Figurative “Impossible Dream” Actually Impossible

According to this post over at BoingBoing: “It’s all but impossible to earn a living as a working artist, new report shows

I think we all kind of intuited this fact already. It’s why many of us dream about quitting our day-jobs to pursue our artistic impulses, but almost never actually do it. It’s why we think anyone who actually does try it is fucking crazy.

Some say true art has no practical, material utility. Perhaps that’s correct. It certainly seems to lack the useful feature of earning you a living.

Fanfic and Nothingness

This piece at NewStatesman claims to tell us “Why it doesn’t matter what Benedict Cumberbatch thinks of Sherlock fan fiction.”

I haven’t read it yet, but I’m going to guess that the reason it doesn’t matter what Cumberbatch thinks of Sherlock fan fiction is because nothing actually matters. We live in a frightening, indifferent universe, in which human concerns — so overpowering and insistent to us — are utterly insignificant.  We are each collections of self-assembling molecules, which feels like a remarkable thing. Except of course that all of those molecules existed before, and will continue to exist, as disparate elements for a far greater period of time than the brief moment during which they came together to form a human being.

To Honor and Surveil

“Technology has made cheating on your spouse, or catching a cheater, easier than ever. How digital tools are aiding the unfaithful and the untrusting—and may be mending some broken marriages.” {From The Adultery Arms Race @ The Atlantic | Via Slashdot}

Gee, it seems like a reeaal shame that I never got married anything — it seems like it’s a super fun and fulfilling institution.

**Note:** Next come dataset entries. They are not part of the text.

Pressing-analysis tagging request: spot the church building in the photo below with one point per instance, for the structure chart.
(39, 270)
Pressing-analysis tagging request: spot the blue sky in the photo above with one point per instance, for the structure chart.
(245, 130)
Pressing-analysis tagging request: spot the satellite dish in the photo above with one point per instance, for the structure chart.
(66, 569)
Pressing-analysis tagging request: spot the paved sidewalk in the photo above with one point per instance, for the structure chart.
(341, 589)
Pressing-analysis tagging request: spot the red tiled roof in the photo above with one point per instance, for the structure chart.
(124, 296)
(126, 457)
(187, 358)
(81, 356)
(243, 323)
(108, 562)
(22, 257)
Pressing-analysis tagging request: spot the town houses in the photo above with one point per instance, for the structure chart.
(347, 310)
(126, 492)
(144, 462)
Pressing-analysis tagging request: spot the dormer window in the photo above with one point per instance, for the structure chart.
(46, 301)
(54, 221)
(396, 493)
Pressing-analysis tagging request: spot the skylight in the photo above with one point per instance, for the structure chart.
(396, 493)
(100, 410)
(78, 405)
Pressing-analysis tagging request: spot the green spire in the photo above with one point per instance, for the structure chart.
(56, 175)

Picky Daters — It’s Not All Bad

“Just look at what online dating has done to the meet market. The speed and frequency of transactions has gone up. Volatility has spiked as relationship investment strategy has changed from building long-term value to quarterly—or nightly—profits.” {From: How both dating and finance have been screwed by the Internet @ Slate | Via: The Morning News}

Let me tell you a little something about how the men of my family wind up in relationships. Step one is to live in a small town from which few people ever escape. Step two is to get a girl pregnant while you are still in high school, during an era in which you pretty much have to get married when that happens. And then get divorced before you have to start paying for your kids to go to college.

Thanks to the rise of contraception, easier travel options, and changing social mores, there are many reasons to hope that my family line will finally, at long last, die out. (God willing.)

The rise of Internet dating, with its high standards, harsh snap-judgements, and the constant, grinding rejection of its lower-rated users might sound like a bad thing at first. But it’s possible that this phenomenon will reduce the number of second-marriages the men of my family wind up in, so it’s difficult for me to be completely against it.

Clown Better

Today at Awful Library Books they’ve got a book about clowns. It’s called Creative Clowning — as opposed to derivative, hackneyed clowning, I guess. I had no idea there were such distinctions in the art-form; is there much wild innovation in the clowning world these days? Yes, probably, but I don’t want to know.

Just to clarify — in case anyone is wondering — I’m not personally afraid of clowns. It’s just that clowns are people (well, mostly) — people who choose to wear corpse paint and fright wigs, who make a habit of baffling sensitive children at the circus. And that’s terrifying.